The Google/VMware engine is a GCP-native managed implementation of the SDDC stack, including vSphere, vSAN, NSX-T, and HCX in its own dedicated environment. It means that you can take your existing VMware environment and have it natively managed in Google Cloud, on Google Cloud infrastructure, without having to convert your VMs into containers. Of course, an added attraction once you've moved workloads there is ready access to GCP's own services such as BigQuery.

As noted, Google is not the first to get there. Back in 2016, AWS planted its stake in the ground with its VMware partnership that has since resulted in the release of a number of offerings encompassing a VMware-managed SDDC service in the AWS public cloud, an edition of that running in AWS's Outposts hybrid cloud platform, and even a VMware offering for running AWS RDS (MySQL and PostgreSQL) services managed jointly by VMware and AWS, on commodity (not AWS) hardware, on the customer's premises. Google maintains that it is playing leapfrog – maybe they weren't the first, but for now they offer nodes with more memory and storage access across all hyperscalers (another term for scale-out cloud infrastructure).

In related announcements, Google Cloud is announcing bare metal instances for Oracle database, which is now generally available in five regions. Formerly president of Oracle, it would be tempting to characterize this as Kurian's grudge match. Regardless, the overriding strategy of the bare metal Oracle offering is the same as with VMware: meet customers where they are.

The similarity between GCP's bare metal Oracle service and the VMware engine extends to the fact that both services are abstracted from the way most GCP services are run – but there are subtle differences. The VMware engine runs on common compute in GCP, but a separate control plane, whereas with the bare metal Oracle service, it's the reverse.

As the name implies, the Oracle service is bare metal, meaning it is not virtualized or multi-tenanted with other GCP services. It is aimed at enterprises running Oracle databases that also want the operational simplification of having a cloud provider manage all the housekeeping, deployment, and perimeter security. There are parallels with AWS's RDS implementations of Oracle, which Amazon also manages, but the difference here is provision of a single-tenanted, dedicated instance. The obvious competition is with Oracle Public Cloud, which differentiates by offering the most recent releases of the Oracle database and the autonomous database.

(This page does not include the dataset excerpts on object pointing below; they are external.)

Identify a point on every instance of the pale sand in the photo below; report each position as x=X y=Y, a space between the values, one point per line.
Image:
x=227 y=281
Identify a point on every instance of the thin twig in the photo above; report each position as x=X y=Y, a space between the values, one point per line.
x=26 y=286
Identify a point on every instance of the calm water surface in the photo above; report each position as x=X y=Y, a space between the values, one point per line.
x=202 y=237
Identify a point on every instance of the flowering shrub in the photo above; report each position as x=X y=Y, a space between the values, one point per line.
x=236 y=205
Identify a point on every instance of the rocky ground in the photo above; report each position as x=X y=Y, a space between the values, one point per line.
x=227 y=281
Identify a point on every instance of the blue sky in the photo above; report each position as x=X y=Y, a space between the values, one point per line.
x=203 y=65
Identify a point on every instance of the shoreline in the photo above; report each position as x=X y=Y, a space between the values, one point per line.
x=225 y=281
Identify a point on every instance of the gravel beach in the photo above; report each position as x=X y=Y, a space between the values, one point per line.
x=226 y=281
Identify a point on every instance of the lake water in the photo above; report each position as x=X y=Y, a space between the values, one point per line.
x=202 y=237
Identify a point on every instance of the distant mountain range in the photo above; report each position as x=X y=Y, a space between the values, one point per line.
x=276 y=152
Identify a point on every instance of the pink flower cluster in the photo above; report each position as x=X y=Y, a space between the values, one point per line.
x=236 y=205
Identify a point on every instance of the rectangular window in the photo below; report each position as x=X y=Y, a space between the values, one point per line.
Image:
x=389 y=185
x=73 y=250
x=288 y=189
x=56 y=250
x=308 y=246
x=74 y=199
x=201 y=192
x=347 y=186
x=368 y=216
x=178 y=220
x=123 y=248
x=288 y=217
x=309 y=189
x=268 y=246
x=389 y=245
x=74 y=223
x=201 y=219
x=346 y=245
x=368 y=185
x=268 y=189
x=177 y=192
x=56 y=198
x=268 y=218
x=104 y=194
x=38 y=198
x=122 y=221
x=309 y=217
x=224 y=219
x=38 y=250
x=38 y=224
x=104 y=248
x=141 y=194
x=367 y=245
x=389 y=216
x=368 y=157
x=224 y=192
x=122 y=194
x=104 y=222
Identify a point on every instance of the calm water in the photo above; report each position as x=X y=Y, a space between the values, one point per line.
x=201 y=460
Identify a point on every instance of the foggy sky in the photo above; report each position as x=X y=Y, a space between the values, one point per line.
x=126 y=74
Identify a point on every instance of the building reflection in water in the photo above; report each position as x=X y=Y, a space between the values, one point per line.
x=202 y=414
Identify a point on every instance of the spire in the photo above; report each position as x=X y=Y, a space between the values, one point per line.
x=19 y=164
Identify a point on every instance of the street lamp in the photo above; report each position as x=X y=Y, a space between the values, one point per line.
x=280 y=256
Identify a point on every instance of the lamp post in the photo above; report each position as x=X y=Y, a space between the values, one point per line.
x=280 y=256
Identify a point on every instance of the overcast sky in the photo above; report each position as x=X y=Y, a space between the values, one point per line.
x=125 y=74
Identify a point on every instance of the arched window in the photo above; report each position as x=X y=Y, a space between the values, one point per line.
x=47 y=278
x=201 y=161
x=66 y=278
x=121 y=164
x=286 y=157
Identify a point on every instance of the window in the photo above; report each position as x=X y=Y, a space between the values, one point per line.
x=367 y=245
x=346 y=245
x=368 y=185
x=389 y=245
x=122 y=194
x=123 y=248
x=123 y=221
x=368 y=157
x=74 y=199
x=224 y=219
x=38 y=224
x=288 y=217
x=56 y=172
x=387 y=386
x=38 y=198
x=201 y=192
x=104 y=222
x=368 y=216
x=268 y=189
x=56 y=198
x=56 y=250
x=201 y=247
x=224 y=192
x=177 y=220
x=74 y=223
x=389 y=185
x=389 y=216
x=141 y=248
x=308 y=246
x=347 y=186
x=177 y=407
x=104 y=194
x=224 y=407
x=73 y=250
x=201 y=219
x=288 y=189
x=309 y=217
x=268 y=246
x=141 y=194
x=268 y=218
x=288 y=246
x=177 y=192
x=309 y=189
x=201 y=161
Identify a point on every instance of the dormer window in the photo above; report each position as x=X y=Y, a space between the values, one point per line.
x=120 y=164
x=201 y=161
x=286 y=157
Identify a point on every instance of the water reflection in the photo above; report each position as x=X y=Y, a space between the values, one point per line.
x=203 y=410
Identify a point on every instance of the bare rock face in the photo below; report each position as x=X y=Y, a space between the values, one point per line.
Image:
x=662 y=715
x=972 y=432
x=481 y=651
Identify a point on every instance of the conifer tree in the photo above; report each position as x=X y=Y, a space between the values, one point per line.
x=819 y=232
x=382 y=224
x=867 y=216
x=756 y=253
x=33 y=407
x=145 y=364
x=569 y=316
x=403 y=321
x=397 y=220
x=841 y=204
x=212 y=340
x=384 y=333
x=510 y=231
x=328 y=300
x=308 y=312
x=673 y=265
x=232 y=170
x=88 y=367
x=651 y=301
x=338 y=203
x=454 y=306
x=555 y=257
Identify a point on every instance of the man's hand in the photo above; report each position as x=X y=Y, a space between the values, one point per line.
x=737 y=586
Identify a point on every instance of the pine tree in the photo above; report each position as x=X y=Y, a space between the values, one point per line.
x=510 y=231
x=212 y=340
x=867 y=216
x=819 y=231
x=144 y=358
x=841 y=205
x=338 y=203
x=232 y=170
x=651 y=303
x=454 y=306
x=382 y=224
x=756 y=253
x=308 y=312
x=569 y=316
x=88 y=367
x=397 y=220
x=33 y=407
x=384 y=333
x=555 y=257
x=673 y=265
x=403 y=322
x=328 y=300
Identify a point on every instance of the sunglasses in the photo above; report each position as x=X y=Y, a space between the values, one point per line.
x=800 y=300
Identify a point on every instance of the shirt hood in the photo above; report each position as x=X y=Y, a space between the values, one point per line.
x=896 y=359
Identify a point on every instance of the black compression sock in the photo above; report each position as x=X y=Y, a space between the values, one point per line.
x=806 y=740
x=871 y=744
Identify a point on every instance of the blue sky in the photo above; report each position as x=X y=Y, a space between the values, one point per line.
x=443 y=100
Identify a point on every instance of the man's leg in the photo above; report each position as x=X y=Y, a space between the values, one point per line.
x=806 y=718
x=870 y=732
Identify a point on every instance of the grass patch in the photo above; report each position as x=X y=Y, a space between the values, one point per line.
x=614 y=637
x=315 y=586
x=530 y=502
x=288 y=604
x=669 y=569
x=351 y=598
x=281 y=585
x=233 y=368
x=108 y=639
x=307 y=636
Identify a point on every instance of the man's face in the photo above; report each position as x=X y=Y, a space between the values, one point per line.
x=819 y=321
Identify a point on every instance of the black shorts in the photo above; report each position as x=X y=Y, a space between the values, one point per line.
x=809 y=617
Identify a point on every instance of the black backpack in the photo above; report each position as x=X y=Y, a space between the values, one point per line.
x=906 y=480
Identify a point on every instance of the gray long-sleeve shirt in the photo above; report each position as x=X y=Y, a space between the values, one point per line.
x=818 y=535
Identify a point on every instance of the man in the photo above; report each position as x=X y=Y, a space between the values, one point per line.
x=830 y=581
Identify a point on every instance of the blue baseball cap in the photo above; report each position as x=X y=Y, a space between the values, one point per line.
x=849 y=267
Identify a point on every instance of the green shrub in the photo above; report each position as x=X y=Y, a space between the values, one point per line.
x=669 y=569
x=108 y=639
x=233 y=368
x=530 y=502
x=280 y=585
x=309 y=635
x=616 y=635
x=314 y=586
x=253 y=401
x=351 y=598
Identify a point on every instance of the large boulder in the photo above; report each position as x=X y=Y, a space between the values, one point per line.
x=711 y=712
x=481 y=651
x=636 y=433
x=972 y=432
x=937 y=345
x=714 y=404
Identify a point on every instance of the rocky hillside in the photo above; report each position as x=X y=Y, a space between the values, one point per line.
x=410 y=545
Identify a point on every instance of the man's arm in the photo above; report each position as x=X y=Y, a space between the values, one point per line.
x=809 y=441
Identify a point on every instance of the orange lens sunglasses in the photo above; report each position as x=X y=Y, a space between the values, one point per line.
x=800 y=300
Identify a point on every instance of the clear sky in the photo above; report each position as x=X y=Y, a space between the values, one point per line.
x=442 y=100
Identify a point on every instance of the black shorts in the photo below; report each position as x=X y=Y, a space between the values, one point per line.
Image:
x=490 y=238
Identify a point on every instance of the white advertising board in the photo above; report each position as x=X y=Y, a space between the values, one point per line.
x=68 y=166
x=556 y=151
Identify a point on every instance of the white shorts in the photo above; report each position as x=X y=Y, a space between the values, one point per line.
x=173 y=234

Rounding out the announcements, GCP is making several announcements related to certifications for SAP HANA and SAP application workloads. They include larger scale-up instances for SAP HANA databases, with up to 6 TBytes for OLAP and 12 TBytes for OLTP. For now, GCP's upper limits are dwarfed by those of AWS, which offers scale-up instances for 18 TBytes for OLAP (analytics) and 24 TBytes for OLTP. Nonetheless, treat this announcement as Google's opening shot. SAP itself has been spreading the wealth, with its Embrace program for S/4HANA with Azure. For GCP, SAP recently announced that its data center in Frankfurt would run on Google Cloud.

And while we're talking about SAP, Google is also announcing a "Cloud Acceleration Program" with leading integrators such as Deloitte and Accenture for developing jumpstart migration templates for moving classic SAP applications to Google Cloud.